A medida que avanzas por la concurrida Lokmanya Tilak Road, la escena a tu alrededor comienza a cambiar. Las calles se estrechan y los rascacielos dan paso a pequeñas tiendas y puestos. Notarás los vibrantes colores de los textiles colgando fuera de las tiendas y el rítmico sonido de los vendedores preparando sus productos. La energía se amplifica a medida que te acercas a la bulliciosa zona de Bhuleshwar, donde el aroma de flores frescas e incienso llena tus sentidos. El camino se vuelve un poco irregular, con baches y alguna pendiente empinada, así que mantén un ojo en tu paso.
Ten cuidado con los adoquines irregulares mientras navegas por las calles; algunas áreas pueden ser bastante empinadas y el tráfico puede ser impredecible. Cuida tus pertenencias, ya que los carteristas pueden ser un problema en áreas concurridas. Si planeas visitar el Templo de Mumba Devi, ten en cuenta que tiene horarios específicos de visita y prepárate para una pequeña tarifa en la entrada. La barrera del idioma también puede ser un desafío, pero una sonrisa a menudo ayuda mucho.
Usa calzado cómodo, ya que caminarás por terreno irregular y navegarás a través de multitudes. Lleva una botella de agua, especialmente si caminas durante el día cuando las temperaturas pueden dispararse. Si estás allí durante la temporada de monzones, un paraguas o impermeable será útil. La mejor hora para este paseo es temprano por la mañana o al final de la tarde, ya que el calor es más soportable y la luz es más suave.

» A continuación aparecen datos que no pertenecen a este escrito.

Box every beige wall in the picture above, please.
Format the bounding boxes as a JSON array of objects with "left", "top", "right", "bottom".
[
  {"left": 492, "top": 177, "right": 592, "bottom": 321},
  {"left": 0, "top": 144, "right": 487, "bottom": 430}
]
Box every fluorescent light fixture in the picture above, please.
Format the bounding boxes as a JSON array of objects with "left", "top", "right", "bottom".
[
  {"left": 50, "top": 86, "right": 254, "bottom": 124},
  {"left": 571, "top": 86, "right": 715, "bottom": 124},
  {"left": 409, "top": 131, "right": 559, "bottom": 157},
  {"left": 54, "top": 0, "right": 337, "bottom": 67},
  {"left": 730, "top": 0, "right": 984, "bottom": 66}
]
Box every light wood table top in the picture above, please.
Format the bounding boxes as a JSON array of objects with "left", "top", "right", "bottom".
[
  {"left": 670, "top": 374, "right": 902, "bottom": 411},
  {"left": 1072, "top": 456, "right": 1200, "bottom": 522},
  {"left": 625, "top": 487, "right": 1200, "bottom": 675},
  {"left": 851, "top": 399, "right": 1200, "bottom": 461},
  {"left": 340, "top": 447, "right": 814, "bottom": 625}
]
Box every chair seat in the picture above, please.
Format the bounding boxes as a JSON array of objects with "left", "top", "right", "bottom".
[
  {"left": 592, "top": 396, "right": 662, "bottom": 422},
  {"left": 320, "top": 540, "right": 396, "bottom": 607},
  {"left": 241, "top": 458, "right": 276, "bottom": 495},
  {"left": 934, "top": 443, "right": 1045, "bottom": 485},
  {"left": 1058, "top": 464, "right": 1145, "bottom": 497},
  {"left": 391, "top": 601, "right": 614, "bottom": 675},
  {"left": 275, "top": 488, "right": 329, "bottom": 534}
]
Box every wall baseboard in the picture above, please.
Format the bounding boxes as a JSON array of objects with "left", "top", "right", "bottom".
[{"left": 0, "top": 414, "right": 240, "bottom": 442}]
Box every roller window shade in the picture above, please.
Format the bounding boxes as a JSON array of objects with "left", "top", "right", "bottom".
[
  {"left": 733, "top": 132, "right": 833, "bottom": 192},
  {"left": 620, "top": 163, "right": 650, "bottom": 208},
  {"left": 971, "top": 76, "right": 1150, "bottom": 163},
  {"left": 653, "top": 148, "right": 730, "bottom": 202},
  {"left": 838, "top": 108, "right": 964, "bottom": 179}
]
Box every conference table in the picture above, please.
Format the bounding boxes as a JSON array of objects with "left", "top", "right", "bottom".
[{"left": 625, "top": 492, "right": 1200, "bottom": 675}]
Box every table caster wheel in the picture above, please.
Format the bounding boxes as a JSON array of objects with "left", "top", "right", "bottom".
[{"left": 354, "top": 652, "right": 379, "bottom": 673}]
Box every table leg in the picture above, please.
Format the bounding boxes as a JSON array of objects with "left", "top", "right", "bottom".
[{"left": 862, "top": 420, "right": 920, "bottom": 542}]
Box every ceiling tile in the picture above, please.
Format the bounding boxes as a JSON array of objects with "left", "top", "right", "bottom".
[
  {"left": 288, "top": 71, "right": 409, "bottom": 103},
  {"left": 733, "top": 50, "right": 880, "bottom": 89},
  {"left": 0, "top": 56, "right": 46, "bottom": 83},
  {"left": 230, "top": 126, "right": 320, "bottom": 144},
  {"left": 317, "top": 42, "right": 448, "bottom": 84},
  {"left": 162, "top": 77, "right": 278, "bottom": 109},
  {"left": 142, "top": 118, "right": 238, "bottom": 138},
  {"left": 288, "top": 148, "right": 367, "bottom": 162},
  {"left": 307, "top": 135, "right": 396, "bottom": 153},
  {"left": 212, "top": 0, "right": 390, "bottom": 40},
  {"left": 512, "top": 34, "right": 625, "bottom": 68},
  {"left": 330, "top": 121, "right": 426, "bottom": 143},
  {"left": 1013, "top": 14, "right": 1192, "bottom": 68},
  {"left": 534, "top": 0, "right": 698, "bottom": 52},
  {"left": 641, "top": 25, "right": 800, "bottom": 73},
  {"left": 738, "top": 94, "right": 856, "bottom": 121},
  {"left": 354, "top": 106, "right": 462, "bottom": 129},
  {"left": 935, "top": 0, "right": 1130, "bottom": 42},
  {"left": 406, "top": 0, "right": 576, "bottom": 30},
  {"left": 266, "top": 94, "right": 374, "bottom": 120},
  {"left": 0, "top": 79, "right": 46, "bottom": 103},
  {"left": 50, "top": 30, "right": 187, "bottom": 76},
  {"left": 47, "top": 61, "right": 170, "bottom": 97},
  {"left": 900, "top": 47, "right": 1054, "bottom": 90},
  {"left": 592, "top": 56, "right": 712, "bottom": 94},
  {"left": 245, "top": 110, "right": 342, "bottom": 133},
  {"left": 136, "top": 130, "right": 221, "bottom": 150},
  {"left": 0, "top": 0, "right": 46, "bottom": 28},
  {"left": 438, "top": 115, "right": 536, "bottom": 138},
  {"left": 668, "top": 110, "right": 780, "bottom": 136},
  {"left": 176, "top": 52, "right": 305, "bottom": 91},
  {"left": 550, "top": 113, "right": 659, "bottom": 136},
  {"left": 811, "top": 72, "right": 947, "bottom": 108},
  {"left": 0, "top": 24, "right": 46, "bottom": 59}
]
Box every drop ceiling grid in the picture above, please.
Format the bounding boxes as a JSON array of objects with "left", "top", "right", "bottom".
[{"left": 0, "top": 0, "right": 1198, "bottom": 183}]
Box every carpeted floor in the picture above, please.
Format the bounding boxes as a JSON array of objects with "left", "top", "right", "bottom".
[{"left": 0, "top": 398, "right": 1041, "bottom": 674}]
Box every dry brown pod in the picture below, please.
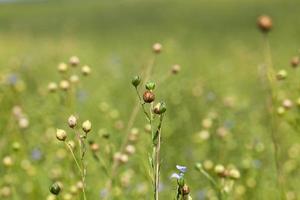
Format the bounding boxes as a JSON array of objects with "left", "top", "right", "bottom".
[{"left": 257, "top": 15, "right": 273, "bottom": 33}]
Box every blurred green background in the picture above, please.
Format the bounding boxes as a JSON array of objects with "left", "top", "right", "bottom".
[{"left": 0, "top": 0, "right": 300, "bottom": 199}]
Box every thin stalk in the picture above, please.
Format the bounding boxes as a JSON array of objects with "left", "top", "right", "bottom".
[
  {"left": 65, "top": 142, "right": 86, "bottom": 200},
  {"left": 104, "top": 56, "right": 156, "bottom": 199},
  {"left": 153, "top": 115, "right": 163, "bottom": 200},
  {"left": 264, "top": 34, "right": 284, "bottom": 197}
]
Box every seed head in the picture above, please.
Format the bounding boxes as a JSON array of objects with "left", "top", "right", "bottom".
[
  {"left": 215, "top": 165, "right": 225, "bottom": 176},
  {"left": 81, "top": 65, "right": 91, "bottom": 76},
  {"left": 48, "top": 82, "right": 57, "bottom": 92},
  {"left": 131, "top": 76, "right": 141, "bottom": 87},
  {"left": 57, "top": 63, "right": 68, "bottom": 73},
  {"left": 257, "top": 15, "right": 272, "bottom": 33},
  {"left": 56, "top": 129, "right": 67, "bottom": 141},
  {"left": 143, "top": 90, "right": 155, "bottom": 103},
  {"left": 69, "top": 74, "right": 79, "bottom": 84},
  {"left": 68, "top": 115, "right": 77, "bottom": 128},
  {"left": 291, "top": 56, "right": 300, "bottom": 68},
  {"left": 82, "top": 120, "right": 92, "bottom": 133},
  {"left": 153, "top": 102, "right": 167, "bottom": 115},
  {"left": 145, "top": 81, "right": 156, "bottom": 91},
  {"left": 69, "top": 56, "right": 80, "bottom": 67},
  {"left": 171, "top": 64, "right": 181, "bottom": 74},
  {"left": 49, "top": 182, "right": 61, "bottom": 195},
  {"left": 18, "top": 116, "right": 29, "bottom": 129},
  {"left": 59, "top": 80, "right": 70, "bottom": 91},
  {"left": 152, "top": 43, "right": 162, "bottom": 54}
]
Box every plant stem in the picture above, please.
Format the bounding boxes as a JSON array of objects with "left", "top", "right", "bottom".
[
  {"left": 65, "top": 142, "right": 86, "bottom": 200},
  {"left": 264, "top": 34, "right": 284, "bottom": 197},
  {"left": 153, "top": 115, "right": 163, "bottom": 200},
  {"left": 104, "top": 56, "right": 156, "bottom": 199}
]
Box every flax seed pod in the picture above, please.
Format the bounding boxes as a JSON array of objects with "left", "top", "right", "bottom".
[{"left": 257, "top": 15, "right": 273, "bottom": 33}]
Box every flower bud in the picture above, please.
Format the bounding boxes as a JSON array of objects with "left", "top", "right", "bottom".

El mejor momento de esta caminata es cuando finalmente ves el Templo de Mumba Devi, justo cuando el sol comienza a ponerse. La luz dorada se refleja en los intrincados tallados del templo y los árboles circundantes, creando un brillo cálido. Puedes escuchar el sonido distante de las campanas mientras te acercas, fusionándose con el aroma del incienso de sándalo que llena el aire, marcando el final de tu viaje.